Think about the young pitcher whose fortune changed when the batter swung at a bad pitch. His coaches switched from overly prescriptive to simple encouragement. Had the batter not swung, his coaches likely would have yelled out about his stride, elbows, alignment, etc. Relaxed and emboldened by something that was working, he doubled down on throwing hard and competing.

Fortunately, I had another mentor in my early days of selling. He was a manager who never spent a day in a sales role. He was close to retiring and I frequently dragged him to sales meetings with me.

At first, I brought him because he had credibility and experience. It is one thing when a young salesperson makes a suggestion and another when someone with 40 years of experience shares an idea.

After our joint sales appointments, he never offered advice. He asked questions and occasionally shared his perspective.

  • “How do you think that went?”
  • “When did you feel the meeting was going well?”
  • “Were you ever uncomfortable during the conversation? Why?”
  • “When you said this, it made me feel like you had his best interest in mind.”
  • “I felt like you were trying to make a commission when you made this comment. Your customer might have felt the same way.”
  • “You do this so well. That’s your strength and you should do it more frequently.”

He always found several areas to compliment me, even when we were tossed out of offices after five minutes. Regardless of how poorly I handled a customer appointment, he found pockets of strength and encouraged me to do more of it.

He didn’t give me too much to process at any given time. He knew that my game was filled with holes and he never tried to fill more than one at a time. We would work on discovering needs for weeks at a time. Once he felt like I had it, he might start asking questions about my comfort level on solving problems.

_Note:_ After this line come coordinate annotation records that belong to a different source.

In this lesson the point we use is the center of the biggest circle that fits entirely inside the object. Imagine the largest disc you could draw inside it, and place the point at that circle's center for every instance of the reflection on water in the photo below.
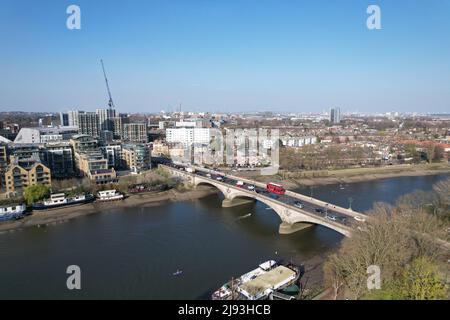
(133, 253)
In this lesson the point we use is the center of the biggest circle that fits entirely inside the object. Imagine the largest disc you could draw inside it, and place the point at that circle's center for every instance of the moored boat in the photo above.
(58, 200)
(259, 283)
(12, 212)
(109, 195)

A common mistake made by managers is treating someone like an empty vessel that needs to be filled up. Someone is lacking skills, so bombard them with advice until they have those skills. It doesn’t work with youth athletes and doesn’t work in business.

People are more like a flute of champagne.

Get too excited to fill the glass and foam runs all over the table. Pouring a glass of champagne takes time. You pour a little and wait for the foam to come down. Then you pour some more. The glass can only take so much bubbly at a time.

Great leadership requires patience. Take the long view and develop people at their pace, not yours.